In hypermobile EDS, the normally well organized collagen fibers are found in disarray which causes increased elasticity of many organs. When viewing the bodily tissue of hEDS patients with electron microscopes, the structural abnormalities result in collagen bundles arranged in disorganized flower-like patterns. This reduces the effectiveness of the collagen acting as a semi-moveable scaffolding.
This presents within people on a macroscopic scale as the hypermobility associated with hypermobile Ehlers-Danlos Syndrome. The collagen fibrils within the fascia, tendons, ligaments, skin, etc., are able to move more freely due to their disordered structure. Therefore, in tandem, the flexibility of these tissues allows for a greater range of movement in all aspects of the body.
Clinical symptoms from hypermobility EDS include progressive joint pains, nontraumatic dislocations or subluxations (partial dislocation), joint instability, smooth soft stretchy skin, in addition to other associated problems such as cervical spine instability, fatigue, pelvic floor dysfunction.
There is no known genetic mutation for hypermobile EDS (the most common presentation) and the diagnosis relies on clinical examination. The physician will check a Beighton Score as a tool for clinical diagnosis.

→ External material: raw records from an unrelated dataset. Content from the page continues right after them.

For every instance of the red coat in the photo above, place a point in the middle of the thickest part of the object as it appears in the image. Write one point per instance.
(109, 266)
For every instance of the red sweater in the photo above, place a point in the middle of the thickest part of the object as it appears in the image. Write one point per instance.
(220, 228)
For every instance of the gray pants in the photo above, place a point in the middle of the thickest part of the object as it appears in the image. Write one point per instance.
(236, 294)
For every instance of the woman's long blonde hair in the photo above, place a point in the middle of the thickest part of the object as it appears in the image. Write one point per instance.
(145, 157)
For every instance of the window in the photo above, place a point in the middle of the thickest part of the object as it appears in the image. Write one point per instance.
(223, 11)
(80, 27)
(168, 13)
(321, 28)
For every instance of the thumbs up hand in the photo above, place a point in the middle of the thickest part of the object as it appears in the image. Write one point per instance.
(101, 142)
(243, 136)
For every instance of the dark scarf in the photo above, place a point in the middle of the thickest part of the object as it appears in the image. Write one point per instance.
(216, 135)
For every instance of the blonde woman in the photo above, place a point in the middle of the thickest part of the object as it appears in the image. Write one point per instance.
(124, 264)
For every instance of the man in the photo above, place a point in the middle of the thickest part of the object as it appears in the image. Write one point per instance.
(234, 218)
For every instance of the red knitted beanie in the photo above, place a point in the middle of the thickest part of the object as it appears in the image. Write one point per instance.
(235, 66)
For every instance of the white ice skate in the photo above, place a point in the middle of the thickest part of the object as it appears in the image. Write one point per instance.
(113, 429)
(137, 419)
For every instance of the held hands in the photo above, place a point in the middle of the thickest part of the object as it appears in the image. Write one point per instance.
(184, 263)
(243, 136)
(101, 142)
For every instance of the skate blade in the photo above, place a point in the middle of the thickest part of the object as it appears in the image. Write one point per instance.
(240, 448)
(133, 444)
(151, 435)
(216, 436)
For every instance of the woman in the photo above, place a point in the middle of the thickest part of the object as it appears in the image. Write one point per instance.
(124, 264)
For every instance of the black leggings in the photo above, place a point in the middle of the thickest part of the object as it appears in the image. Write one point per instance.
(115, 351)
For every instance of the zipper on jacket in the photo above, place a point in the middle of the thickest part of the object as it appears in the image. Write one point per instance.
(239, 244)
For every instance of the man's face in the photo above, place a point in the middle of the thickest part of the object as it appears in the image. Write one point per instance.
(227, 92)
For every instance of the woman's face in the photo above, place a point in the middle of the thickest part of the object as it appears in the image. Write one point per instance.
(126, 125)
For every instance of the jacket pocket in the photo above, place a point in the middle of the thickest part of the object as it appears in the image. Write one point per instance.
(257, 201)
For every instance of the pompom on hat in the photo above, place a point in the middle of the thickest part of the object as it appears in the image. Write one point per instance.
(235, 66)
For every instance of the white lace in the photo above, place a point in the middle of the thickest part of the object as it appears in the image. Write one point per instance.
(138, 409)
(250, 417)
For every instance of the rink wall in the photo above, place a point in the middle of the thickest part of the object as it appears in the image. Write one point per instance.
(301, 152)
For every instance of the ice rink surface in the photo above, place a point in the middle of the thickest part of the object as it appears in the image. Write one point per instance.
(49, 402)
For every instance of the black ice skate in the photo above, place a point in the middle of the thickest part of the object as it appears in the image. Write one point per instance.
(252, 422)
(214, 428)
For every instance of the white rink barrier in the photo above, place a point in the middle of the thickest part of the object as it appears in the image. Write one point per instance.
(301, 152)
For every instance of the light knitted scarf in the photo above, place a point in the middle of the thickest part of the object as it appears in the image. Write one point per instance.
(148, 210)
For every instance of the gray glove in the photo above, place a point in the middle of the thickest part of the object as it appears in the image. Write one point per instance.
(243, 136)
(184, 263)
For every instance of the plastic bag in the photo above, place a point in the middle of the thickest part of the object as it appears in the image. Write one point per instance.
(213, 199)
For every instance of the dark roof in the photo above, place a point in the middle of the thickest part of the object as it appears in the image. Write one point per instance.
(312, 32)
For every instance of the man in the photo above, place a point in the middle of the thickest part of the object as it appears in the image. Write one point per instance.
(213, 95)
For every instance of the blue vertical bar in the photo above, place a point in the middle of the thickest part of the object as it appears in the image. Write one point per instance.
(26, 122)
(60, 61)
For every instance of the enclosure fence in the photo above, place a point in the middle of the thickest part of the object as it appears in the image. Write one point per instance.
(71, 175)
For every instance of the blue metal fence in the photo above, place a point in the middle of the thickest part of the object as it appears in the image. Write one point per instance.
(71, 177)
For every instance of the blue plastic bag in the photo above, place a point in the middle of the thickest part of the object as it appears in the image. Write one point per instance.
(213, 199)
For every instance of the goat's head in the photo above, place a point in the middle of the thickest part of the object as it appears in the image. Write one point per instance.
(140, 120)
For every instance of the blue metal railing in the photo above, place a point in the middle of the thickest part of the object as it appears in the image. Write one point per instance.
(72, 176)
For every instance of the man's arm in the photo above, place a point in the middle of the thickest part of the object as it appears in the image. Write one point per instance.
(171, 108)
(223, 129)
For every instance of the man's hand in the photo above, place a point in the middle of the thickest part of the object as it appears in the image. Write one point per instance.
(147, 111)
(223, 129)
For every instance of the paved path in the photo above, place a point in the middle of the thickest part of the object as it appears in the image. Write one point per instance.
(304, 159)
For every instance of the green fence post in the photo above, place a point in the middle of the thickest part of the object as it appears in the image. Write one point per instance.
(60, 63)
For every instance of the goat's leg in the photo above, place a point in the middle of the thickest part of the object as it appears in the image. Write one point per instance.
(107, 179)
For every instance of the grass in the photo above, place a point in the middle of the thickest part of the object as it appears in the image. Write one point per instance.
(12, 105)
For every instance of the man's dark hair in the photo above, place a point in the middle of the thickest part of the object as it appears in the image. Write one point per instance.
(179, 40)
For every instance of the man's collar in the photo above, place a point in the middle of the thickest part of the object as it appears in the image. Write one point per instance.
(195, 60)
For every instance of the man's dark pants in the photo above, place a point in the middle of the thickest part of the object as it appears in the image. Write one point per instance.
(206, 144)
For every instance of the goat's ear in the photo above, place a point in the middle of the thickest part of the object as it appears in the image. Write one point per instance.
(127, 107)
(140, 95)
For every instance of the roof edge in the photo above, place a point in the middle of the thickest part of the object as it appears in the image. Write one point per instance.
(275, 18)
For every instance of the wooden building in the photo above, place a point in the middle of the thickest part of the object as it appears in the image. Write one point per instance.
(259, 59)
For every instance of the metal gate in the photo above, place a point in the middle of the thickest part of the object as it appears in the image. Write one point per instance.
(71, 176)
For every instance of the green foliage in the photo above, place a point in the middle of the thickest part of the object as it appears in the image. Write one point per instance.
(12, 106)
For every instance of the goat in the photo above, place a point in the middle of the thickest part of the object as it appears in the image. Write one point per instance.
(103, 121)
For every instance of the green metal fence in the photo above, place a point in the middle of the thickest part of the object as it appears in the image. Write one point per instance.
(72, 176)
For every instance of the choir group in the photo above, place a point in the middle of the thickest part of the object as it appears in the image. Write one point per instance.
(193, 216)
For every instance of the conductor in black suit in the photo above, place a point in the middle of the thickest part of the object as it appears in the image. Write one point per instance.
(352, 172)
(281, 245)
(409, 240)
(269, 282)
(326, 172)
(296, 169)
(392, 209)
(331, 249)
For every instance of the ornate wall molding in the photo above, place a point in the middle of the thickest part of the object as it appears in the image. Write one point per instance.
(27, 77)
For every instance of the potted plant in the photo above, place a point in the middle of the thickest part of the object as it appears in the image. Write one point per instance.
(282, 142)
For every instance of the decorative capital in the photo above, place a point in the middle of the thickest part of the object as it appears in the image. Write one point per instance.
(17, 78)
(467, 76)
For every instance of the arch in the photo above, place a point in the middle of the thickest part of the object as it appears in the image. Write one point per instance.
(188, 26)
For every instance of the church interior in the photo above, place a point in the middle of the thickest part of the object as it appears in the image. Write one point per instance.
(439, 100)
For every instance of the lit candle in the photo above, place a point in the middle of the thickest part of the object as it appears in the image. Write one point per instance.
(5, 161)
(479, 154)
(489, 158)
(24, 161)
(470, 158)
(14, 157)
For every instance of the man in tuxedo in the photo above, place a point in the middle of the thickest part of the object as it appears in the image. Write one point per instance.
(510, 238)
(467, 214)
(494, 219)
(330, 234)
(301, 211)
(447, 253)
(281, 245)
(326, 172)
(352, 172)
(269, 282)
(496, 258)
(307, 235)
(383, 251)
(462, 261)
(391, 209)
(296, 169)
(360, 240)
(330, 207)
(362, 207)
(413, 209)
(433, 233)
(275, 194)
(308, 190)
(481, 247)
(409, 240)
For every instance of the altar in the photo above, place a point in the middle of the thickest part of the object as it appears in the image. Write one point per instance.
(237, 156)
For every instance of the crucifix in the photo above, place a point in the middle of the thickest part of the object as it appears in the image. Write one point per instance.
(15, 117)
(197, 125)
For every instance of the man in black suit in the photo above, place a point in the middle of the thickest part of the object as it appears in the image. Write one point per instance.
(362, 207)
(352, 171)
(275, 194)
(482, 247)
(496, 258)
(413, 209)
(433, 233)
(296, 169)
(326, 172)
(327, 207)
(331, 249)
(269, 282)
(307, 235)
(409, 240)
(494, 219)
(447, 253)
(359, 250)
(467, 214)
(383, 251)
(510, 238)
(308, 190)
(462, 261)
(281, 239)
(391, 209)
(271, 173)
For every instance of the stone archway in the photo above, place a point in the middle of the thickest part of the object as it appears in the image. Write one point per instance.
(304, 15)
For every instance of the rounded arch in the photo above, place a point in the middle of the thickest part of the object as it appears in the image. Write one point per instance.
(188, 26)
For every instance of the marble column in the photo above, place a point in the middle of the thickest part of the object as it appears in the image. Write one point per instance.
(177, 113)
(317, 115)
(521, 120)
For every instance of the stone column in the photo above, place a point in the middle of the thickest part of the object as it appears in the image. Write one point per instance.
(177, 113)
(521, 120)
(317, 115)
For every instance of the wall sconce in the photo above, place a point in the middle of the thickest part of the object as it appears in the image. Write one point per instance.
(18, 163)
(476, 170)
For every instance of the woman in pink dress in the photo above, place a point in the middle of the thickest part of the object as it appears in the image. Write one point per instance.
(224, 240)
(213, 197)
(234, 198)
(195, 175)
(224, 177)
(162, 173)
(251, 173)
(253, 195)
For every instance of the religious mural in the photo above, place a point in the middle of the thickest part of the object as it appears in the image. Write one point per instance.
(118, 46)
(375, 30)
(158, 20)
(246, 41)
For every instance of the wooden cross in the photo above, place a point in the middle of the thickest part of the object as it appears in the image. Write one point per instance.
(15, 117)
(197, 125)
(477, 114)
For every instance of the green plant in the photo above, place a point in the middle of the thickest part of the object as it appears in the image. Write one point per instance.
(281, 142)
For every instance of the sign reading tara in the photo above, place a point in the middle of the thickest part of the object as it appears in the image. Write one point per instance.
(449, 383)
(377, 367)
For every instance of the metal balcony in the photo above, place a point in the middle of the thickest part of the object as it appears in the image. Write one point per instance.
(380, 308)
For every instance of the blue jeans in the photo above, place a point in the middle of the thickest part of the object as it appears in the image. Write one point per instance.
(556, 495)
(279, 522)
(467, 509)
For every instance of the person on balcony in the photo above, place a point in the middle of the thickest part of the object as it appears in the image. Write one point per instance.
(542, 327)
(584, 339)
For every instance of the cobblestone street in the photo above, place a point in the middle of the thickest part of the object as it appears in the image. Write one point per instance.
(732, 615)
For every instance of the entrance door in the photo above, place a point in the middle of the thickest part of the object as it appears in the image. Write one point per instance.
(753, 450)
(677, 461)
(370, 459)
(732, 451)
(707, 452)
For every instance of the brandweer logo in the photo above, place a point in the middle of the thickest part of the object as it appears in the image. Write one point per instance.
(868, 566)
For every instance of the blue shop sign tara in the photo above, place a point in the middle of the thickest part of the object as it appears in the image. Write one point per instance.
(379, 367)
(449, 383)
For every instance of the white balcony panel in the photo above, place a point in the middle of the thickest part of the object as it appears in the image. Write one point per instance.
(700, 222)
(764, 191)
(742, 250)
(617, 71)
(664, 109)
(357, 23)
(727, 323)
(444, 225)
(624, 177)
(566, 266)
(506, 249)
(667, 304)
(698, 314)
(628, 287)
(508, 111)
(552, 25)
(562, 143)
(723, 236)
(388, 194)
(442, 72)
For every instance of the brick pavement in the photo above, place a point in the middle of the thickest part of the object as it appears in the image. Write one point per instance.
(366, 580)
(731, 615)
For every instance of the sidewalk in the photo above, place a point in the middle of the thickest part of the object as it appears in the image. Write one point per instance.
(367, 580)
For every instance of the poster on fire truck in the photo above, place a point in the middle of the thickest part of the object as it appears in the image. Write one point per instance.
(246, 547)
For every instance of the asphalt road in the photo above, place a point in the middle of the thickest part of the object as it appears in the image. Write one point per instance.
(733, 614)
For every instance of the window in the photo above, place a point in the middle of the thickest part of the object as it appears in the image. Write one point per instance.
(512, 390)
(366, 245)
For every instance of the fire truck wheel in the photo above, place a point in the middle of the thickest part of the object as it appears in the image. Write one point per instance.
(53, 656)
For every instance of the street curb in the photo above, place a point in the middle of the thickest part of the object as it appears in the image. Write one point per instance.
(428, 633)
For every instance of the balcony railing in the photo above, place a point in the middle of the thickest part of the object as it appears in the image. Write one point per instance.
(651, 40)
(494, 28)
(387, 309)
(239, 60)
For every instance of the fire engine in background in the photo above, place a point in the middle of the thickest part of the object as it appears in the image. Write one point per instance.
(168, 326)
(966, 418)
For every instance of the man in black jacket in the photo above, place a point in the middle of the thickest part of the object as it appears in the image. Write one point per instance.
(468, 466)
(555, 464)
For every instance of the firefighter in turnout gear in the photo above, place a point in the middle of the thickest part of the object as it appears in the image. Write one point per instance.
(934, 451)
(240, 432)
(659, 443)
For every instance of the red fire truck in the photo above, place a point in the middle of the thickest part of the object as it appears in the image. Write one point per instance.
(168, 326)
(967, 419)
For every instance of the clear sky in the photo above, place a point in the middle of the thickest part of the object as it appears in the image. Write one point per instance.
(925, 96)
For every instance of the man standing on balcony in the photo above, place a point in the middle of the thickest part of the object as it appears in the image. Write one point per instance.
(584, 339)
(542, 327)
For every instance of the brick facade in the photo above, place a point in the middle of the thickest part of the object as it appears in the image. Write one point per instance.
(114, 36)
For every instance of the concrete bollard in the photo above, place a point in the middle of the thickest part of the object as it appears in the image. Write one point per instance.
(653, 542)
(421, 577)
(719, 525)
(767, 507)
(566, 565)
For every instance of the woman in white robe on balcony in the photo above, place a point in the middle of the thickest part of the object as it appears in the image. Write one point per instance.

Management of hypermobile EDS includes rehabilitation approaches that focus appropriate hypermobility physical therapy or occupational therapy. Non-opiate pain management is a common treatment modality. More invasive treatments include joint injections with PRP ( plasma rich platelets), stem cell therapy injections (investigational) and potential orthopedic surgeries to stabilize joints, release nerve pressure due to fascial constriction, and thereby return strength and reduce pain.